Something like “Foreign ministers of Italy, France set to meet blablabla”. There’s just two parties being mentioned and yet no “and”. Makes me do a double take every time.
Asking because that’s not a thing in German and I’ve only started noticing it recently but since then I’ve seen it a lot.
IndieSpren@lemmy.blahaj.zone 1 day ago
It’s a thing that comes from the era of printed newspapers. Every word took up valuable space and cost a lot of ink when printed on millions of papers.
Venus_Ziegenfalle@feddit.org 1 day ago
That’s interesting. Especially because like I said it’s not a thing in German. They used to use just an ampersand to be space efficient. I like those unique sorts of quirks. Reminds me of the “etaoin shrdlu” thing. Also no German equivalent.

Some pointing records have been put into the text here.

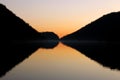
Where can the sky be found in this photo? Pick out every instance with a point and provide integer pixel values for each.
(60, 16)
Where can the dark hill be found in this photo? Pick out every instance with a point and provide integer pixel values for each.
(106, 28)
(13, 28)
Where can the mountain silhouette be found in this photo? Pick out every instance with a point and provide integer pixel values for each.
(14, 28)
(99, 40)
(106, 28)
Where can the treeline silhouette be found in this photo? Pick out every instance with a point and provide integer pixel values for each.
(14, 28)
(19, 40)
(99, 40)
(106, 28)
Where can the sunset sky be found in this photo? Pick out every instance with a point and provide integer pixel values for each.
(60, 16)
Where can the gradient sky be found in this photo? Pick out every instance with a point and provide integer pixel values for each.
(60, 16)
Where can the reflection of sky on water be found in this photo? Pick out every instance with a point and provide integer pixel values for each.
(60, 63)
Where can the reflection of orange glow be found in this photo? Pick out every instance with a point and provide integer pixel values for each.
(61, 52)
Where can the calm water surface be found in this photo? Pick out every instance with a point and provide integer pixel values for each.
(60, 63)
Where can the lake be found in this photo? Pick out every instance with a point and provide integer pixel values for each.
(60, 63)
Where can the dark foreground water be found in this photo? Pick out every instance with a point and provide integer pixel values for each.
(60, 63)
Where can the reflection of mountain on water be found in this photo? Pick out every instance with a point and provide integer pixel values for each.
(19, 40)
(13, 54)
(107, 54)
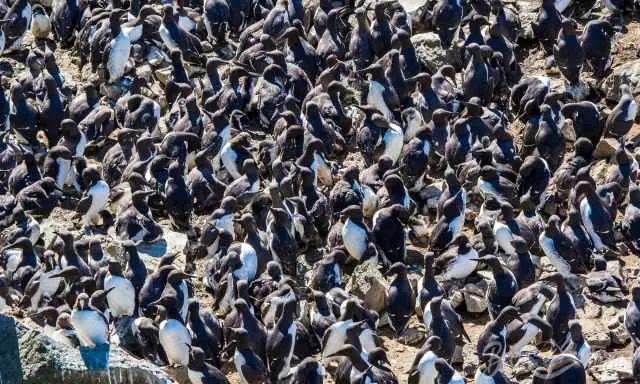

Mouselemming@sh.itjust.works 1 day ago
Fewer letters might make room to use a larger type-size and still fit on one line. I don’t know, but maybe the comma only needed a half space, & the ampersand needed a whole?
I’m sure some meticulous German has calculated which letters are use most frequently, I wonder what “name” it would spell?
Serinus@lemmy.world 1 day ago
We know it primarily from context switching. It’s a thing very specific to headline-speak
Ironically when looking up “context switching” I got programming results. Apparently Wikipedia refers to the language thing as “code switching”.
Empricorn@feddit.nl 1 day ago
#Man Attacks Hampster!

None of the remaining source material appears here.